First is the blog of fellow journalist Raissa Robles. Last Sunday, she posted an exclusive report in her blog about how NAIA’s air traffic congestion is worsening. I thought that was nothing new or serious… same old story of incompetence and corruption. But I was mistaken. It was worse than I thought.
The takeoff and landing of planes at the runways of the NAIA complex, Raissa reports, is now “going beyond safe limits”. Raissa said she was shocked when an official told her that.
Apparently, congestion on NAIA’s runways has led to constant flight delays of as long as 80 minutes, usually with plane loads of passengers sitting idle on the tarmac at the country’s premier international airport. Or worse, as my associate, Carla Paras Sison commented on Raissa’s posting.
Carla and her family were on a plane last weekend that hovered over NAIA for 30 minutes before being allowed to land. Imagine the additional fuel uselessly burned and carbon emitted as well as potential dangers of more planes also circling.
According to Raissa, her government official source told her that during peak hours: Takeoffs and landings are less than one minute apart; there are even times there are 36 landings per hour – or landings less than two minutes apart; and even as many as 45 landings per hour – or one landing every 80 seconds.
Raissa wonders: “It boggles the mind how our air traffic controllers are able to prevent disasters on a daily basis. I know we have some of the best air traffic controllers in the world. But they are overworked. I hope the government looks into this problem with utmost urgency.”
As if Raissa’s report isn’t scary enough, PhilStar reported last Monday that a DOTC audit has declared NAIA air traffic system to be below international standards. Apparently, an air traffic management system worth P511 million installed at the NAIA by minions of Ate Glue, does not meet international civil aviation standards.
Originally, I had wanted to write about the female restroom at NAIA’s international airport terminal. When I used it two months ago, it looked like this and had no toilet paper. As you can see, the decor is straight out of some horror “B” movie.
No toilet paper, even
The least I expected to get at NAIA, after paying the 750 pesos airport terminal fee, was four squares from a roll of toilet paper.
Where does all that terminal fee go?
Because my flight was in the morning, I ate my lunch at NAIA – if you could call a measly bowl of overpriced noodle soup lunch. I wanted to save money by not buying any lunch on Jetstar. I was mistaken. The lunch at NAIA cost more than the meal on board Jetstar even if the latter was quoted in dollars.
There is no decent meal to be had at NAIA. The terrible hotdog in a bun, over-mayonnaised chicken sandwich, a tube of potato chips and two cans of soft drinks cost 700 pesos.
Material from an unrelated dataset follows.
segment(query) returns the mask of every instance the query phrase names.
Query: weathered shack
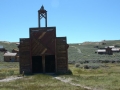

I would like to know who are the “food” concessionaires at NAIA and why they are being allowed to rake in so much money serving such yucky food.
I’ve heard reports that such concessions are usually given to mistresses of government officials. That can’t possibly happen, no not in the Philippines, the only Catholic country in Asia.
I’ve eaten better meals at food stalls in Quiapo.